Carrefour a ouvert une nouvelle porte au commerce conversationnel en faisant entrer ses courses dans ChatGPT. Depuis le lancement de “Hopla” en juin 2023, le groupe permet de composer un panier d’achat par langage naturel. En mars 2026, l’enseigne franchit un cap supplémentaire en proposant une application native directement dans le GPT Store, sans quitter l’écosystème d’OpenAI.
À retenir
- “Hopla” s’appuie sur GPT-4 depuis juin 2023
- Une application ChatGPT arrive dans le GPT Store (mars 2026)
- Le parcours vise un gain de temps pour composer ses courses
- Carrefour étend l’IA à la description de produits et aux stocks
- La mise en œuvre s’appuie sur Azure OpenAI Service et le RGPD
Ce déploiement change la façon d’acheter : on ne navigue plus seulement entre pages d’e-commerce, on décrit un besoin. L’enjeu concerne surtout les 26 millions d’utilisateurs français de ChatGPT, car la commande se fait au sein de l’outil. L’impact est aussi opérationnel, puisqu’il s’accompagne d’actions sur l’inventaire, les fiches produits et la réduction des ruptures.

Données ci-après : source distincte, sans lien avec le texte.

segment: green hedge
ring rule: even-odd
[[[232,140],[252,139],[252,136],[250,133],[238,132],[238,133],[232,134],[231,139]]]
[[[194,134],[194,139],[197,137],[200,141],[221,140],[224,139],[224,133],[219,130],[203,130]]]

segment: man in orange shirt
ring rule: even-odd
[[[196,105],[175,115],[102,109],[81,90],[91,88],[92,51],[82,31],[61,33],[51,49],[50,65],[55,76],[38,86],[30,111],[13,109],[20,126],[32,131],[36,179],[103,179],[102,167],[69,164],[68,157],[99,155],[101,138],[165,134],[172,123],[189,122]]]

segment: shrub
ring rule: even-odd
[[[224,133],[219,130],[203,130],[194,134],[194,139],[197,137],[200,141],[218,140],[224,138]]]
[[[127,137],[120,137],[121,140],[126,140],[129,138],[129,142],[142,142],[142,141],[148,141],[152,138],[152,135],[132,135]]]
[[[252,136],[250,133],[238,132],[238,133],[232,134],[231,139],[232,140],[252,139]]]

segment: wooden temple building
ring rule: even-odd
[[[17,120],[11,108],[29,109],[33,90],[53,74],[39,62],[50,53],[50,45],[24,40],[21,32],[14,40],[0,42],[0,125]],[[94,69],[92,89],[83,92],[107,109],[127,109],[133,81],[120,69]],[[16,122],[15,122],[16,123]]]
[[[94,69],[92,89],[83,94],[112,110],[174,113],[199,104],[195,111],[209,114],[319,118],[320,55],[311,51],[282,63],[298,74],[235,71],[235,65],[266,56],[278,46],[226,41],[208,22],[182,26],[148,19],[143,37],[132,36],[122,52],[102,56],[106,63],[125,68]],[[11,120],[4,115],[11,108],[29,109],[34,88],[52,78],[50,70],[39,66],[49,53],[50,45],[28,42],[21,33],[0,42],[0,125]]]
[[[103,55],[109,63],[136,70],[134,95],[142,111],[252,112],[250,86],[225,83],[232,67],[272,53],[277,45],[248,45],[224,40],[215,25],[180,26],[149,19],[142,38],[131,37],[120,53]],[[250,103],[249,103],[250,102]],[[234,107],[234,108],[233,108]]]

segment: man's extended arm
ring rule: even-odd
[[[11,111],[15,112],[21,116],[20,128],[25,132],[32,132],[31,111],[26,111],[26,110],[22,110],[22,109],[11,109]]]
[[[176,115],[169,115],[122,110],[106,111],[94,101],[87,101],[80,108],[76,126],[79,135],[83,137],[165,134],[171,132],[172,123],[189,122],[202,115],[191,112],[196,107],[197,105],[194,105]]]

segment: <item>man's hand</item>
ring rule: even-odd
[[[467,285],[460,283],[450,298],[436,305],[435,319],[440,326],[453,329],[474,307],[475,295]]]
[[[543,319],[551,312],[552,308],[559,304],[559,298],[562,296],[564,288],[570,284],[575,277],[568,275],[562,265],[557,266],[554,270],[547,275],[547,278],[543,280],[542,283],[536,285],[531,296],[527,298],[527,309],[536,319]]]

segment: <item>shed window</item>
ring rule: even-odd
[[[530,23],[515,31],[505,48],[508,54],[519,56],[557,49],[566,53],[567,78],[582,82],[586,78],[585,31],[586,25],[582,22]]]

Un premier pas vers le shopping conversationnel sur ChatGPT
Carrefour ne s’est pas contenté d’ajouter un assistant à son site : l’enseigne a d’abord industrialisé un chatbot, puis l’a adapté pour qu’il fonctionne directement dans ChatGPT. Cette approche place la conversation au même niveau que la navigation classique sur le site.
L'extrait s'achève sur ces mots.